For the input snapshot above, the expected final metrics are:

Metric	Value	Unit
time	1.1193006038758543e-06	s
msd	307.37444494263616	Angstrom^2
jump_diffusivity	1.4630573145769372e-08	cm^2/s
tracer_diffusivity	4.5768825621743376e-09	cm^2/s
conductivity	1.1823906621661553	mS/cm
havens_ratio	0.312830024946617	dimensionless
correlation_factor	0.21998150220477225	dimensionless

These values are intentionally embedded here so the tutorial remains informative even when cells are not executed during docs build.

Metric definitions¶

tracker.return_current_info() returns:

(time, msd, jump_diffusivity, tracer_diffusivity, conductivity, havens_ratio, correlation_factor)
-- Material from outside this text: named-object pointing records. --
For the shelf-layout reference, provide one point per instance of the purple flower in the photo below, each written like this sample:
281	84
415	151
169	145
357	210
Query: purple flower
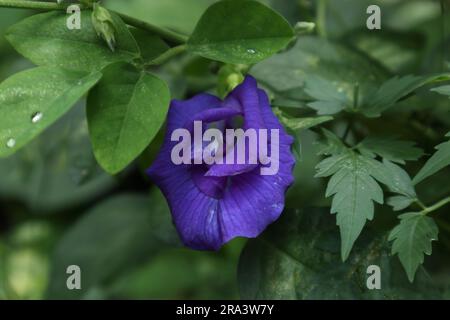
212	204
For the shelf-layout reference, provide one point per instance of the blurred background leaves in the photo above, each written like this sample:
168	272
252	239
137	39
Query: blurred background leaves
57	207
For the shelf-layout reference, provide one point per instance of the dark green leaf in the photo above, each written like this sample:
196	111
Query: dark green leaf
150	45
390	149
57	170
300	123
353	190
341	67
412	239
46	40
438	161
399	203
125	111
394	90
298	258
32	100
235	31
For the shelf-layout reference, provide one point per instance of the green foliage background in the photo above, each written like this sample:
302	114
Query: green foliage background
366	123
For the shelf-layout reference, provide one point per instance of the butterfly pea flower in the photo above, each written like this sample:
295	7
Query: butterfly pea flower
216	202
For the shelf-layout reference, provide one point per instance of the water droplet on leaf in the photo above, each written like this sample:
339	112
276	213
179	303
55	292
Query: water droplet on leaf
36	117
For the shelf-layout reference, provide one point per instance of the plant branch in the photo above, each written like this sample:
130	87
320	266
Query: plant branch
49	6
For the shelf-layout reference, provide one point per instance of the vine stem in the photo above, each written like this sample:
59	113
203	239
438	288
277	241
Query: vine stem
437	205
48	6
172	52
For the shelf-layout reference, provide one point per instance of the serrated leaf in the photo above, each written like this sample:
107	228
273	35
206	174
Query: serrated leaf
298	124
45	40
394	90
125	111
354	190
445	90
32	100
439	160
399	203
390	149
110	239
412	239
251	33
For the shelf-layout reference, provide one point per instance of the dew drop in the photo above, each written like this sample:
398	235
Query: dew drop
36	117
10	143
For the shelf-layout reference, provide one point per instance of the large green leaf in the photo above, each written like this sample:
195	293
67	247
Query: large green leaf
412	239
445	90
437	162
57	170
298	258
125	111
235	31
46	40
32	100
110	239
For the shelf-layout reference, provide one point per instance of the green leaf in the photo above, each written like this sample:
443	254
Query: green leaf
32	100
109	240
330	98
390	149
353	190
412	239
330	144
399	203
298	258
45	40
125	111
235	31
300	123
288	72
150	45
394	90
57	170
445	90
439	160
393	176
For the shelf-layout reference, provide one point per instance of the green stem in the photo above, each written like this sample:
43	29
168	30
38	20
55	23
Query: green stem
172	52
436	206
322	18
47	6
164	33
420	204
38	5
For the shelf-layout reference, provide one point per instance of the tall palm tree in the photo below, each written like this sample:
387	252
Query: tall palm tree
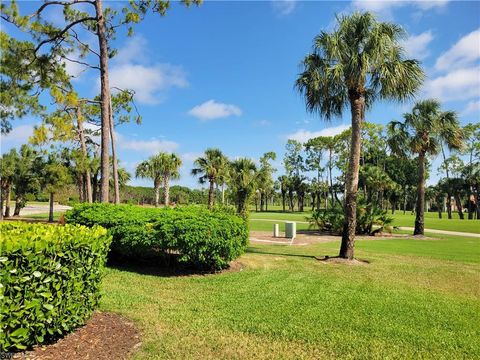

time: simulated physical time (s)
msd: mean squared displacement (Angstrom^2)
jump_diffusivity: jump diffusivity (cm^2/s)
tracer_diffusivity: tracer diffusivity (cm^2/s)
conductivity: ionic conductivity (mS/cm)
havens_ratio: Haven ratio (dimensionless)
f: correlation factor (dimensionless)

tracker.result_units returns the same unit metadata, and Tracker.write_results(...) writes it to a results_units*.json.gz sidecar.

Output files¶

After the run, kMCpy writes compressed CSV artifacts in example/output/tutorial/run:

results_NASICON_Regression.csv.gz
results_units_NASICON_Regression.json.gz
displacement_NASICON_Regression_<pass>.csv.gz
hop_counter_NASICON_Regression_<pass>.csv.gz
current_occ_NASICON_Regression_<pass>.csv.gz

[2]:

from pathlib import Path
import pandas as pd

run_dir = Path('example/output/tutorial/run')
results_file = run_dir / 'results_NASICON_Regression.csv.gz'
df = pd.read_csv(results_file)
print(df.tail(1).to_string(index=False))

    time          jump_diffusivity     tracer_diffusivity  conductivity        f     havens_ratio        msd
0.000001 1.463057e-08 4.576883e-09      1.182391 0.219982 0.31283 307.374445

8) Next steps¶

Swap NASICON regression inputs with your own CIF/event/model files.
Run temperature sweeps by varying temperature in Configuration.
Track convergence by increasing kmc_passes and comparing jump_diffusivity, tracer_diffusivity, and conductivity.